Burgemeester en wethouders zijn bevoegd nadere eisen te stellen aan de plaats en afmeting van bijbehorende bouwwerken, die hetzij in de erfafscheiding hetzij binnen een afstand van 2 m hiervan worden gebouwd, althans voor zover die bijbehorende bouwwerken een bouwhoogte van meer dan 2 m zullen krijgen, indien zulks noodzakelijk wordt geacht met het oog op de invloed van de bijbehorende bouwwerken op de belendingen, waaronder op de bezonnings- en uitzichtsituatie.

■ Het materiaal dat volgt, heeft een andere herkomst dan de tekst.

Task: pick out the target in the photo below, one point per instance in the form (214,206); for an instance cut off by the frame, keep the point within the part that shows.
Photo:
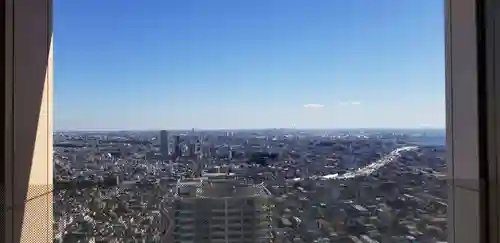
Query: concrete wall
(28,130)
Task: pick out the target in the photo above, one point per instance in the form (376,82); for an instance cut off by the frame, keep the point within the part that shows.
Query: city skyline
(262,64)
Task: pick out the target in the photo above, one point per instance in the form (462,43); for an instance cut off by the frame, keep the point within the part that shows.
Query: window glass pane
(250,121)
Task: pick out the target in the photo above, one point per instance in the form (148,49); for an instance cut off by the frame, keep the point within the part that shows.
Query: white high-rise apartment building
(220,210)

9.4 Afwijken van de bouwregels

Bij omgevingsvergunning kan worden afgeweken van het bepaalde in:

  • a. artikel 9.2.2 onder i, ten behoeve van het bouwen van bijbehorende bouwwerken tot een gezamenlijke oppervlakte van 80 m2, echter onder handhaving van het percentage van 20;
  • b. artikel 9.2.2, onder j, sub 2, ten behoeve van het bouwen van bijbehorende bouwwerken die aan de zijkant van het hoofdgebouw worden gebouwd, tot een bouwhoogte van 6 m, waarbij de dakhelling gelijk is aan de dakhelling van het hoofdgebouw, met dien verstande dat de afstand tot de naar openbaar toegankelijk gebied gerichte perceelsgrens niet minder dan 1 m mag bedragen.
9.5 Specifieke gebruiksregels
9.5.1 Oppervlakte beroep aan huis

De gezamenlijke brutovloeroppervlakte ten behoeve van de uitoefening van een beroep aan huis mag, in voorkomend geval samen met de brutovloeroppervlakte als bedoeld in artikel 9.6, niet meer bedragen dan 30% van de totale brutovloeroppervlakte van het betreffende hoofdgebouw en de bijbehorende bouwwerken.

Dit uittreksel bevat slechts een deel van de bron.